For learning to occur, documents must get classified. There are five ways of determining class:

  1. Primary classifier: Using features on the document (email addresses, phone numbers, URLs, etc.).
  2. String classifier: A field is specified to use for classification. After five documents have been trained using the same string, they get the same class.
  3. Fixed class: Used for forms that always look the same (templates). Xtracta support will need to assist with this.
  4. Ignore class: For dissimilar documents (contracts, etc.), fields are trained using custom models. Xtracta would need to assist with this.
  5. Custom Classifier: If you know the document source, you can pass a value via API to assign class. Not commonly used, but very helpful for some cases.

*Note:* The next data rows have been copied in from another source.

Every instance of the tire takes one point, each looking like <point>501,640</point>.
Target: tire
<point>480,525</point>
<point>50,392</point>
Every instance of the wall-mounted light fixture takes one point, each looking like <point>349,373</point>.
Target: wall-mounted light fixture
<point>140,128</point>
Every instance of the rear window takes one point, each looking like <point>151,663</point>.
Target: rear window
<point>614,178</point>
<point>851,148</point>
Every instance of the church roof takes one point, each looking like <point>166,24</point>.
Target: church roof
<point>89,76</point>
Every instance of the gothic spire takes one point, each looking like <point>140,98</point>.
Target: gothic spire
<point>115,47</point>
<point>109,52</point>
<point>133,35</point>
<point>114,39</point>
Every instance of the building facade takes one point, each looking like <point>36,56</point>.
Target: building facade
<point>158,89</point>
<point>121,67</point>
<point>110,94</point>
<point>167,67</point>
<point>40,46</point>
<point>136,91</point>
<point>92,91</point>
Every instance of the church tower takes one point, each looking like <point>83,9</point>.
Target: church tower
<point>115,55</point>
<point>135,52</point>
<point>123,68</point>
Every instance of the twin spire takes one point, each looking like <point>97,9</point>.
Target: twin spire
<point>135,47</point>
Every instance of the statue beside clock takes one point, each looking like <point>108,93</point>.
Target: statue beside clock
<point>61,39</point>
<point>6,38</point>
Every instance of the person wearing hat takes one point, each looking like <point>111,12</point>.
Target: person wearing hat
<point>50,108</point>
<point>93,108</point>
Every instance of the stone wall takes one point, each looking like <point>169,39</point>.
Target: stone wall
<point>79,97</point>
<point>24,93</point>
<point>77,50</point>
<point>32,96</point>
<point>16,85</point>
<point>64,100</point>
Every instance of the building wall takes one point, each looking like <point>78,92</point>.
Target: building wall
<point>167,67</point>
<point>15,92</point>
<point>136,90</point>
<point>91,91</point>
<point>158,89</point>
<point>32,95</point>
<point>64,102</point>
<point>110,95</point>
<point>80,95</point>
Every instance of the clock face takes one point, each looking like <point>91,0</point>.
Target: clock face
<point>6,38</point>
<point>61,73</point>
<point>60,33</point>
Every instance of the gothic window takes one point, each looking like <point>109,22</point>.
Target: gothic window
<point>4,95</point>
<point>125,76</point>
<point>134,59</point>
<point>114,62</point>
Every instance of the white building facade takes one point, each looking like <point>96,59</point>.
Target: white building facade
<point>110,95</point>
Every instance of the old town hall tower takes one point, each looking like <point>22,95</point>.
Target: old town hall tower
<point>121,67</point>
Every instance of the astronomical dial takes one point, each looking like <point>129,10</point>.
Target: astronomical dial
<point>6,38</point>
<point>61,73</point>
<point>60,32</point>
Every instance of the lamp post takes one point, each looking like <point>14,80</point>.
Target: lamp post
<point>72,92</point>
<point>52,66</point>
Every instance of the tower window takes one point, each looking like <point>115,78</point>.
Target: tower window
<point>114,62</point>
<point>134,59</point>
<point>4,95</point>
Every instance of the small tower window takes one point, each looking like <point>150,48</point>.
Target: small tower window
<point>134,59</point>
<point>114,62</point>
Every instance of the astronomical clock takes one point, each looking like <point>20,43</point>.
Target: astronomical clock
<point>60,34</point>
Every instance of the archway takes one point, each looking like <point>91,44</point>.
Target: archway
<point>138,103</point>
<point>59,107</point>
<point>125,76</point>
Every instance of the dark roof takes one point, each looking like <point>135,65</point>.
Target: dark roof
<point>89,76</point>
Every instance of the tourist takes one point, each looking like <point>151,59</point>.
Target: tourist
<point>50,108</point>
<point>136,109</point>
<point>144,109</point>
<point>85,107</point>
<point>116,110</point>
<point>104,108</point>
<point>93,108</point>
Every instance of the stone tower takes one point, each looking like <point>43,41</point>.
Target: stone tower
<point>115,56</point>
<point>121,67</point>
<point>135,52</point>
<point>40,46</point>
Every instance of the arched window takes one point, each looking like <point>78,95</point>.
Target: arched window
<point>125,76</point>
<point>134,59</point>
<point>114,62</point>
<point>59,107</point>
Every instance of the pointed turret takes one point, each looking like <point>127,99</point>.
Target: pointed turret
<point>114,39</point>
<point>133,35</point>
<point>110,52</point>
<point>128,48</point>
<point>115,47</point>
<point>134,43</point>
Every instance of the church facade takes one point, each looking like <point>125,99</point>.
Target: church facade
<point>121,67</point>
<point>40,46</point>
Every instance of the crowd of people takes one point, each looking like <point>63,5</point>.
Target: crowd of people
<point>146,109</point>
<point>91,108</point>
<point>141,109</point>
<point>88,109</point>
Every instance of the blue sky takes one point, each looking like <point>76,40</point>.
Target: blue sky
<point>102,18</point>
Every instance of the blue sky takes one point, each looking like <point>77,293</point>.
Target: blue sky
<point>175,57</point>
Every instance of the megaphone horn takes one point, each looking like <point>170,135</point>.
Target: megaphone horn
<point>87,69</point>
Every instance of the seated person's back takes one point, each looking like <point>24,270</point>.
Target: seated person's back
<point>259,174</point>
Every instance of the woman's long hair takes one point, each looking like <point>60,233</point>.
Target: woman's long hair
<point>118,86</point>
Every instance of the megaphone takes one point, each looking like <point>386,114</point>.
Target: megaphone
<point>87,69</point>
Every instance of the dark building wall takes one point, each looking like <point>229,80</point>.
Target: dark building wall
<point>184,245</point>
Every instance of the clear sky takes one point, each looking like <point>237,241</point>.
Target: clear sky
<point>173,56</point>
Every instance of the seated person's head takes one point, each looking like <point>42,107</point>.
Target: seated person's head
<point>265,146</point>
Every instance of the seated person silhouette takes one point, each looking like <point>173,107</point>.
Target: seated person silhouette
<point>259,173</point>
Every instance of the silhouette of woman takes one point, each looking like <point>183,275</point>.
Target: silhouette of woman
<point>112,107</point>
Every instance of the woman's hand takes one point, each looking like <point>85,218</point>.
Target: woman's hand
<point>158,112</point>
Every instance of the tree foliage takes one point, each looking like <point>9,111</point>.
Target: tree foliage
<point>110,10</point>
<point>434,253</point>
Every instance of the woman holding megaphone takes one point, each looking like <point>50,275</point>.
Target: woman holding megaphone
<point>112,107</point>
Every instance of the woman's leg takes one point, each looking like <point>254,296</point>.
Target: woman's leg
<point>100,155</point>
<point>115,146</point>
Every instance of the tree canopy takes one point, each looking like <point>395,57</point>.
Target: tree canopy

Another option is “String fallback to primary”: the workflow uses the string classifier first, if available, otherwise the primary classifier. Ideally, several documents from a particular supplier would be added to the workflow. If they get a class, then training and learning can occur. If the documents do not get a class, then the string classifier field would need to be used. After classification, documents are assigned a design (in general, documents from the same class that look alike).

What are the maximum file sizes?

Xtracta works with different document sizes, depending on how the document is sent into the workflow.

Via API / Web Uploader

  • Maximum POST: 110 MB
  • Maximum file size: 100 MB

Via Email

  • Maximum file size: 127.98 MB

Via FTP

  • Maximum file size: 200 MB

What are the Web Browser Requirements for Xtracta?

To ensure optimal performance and compatibility, we recommend using the latest versions of the following web browsers when accessing the Xtracta user interface:

  • Google Chrome
  • Mozilla Firefox
  • Apple Safari
  • Microsoft Edge

Keeping your browser up to date helps guarantee a smooth and secure experience.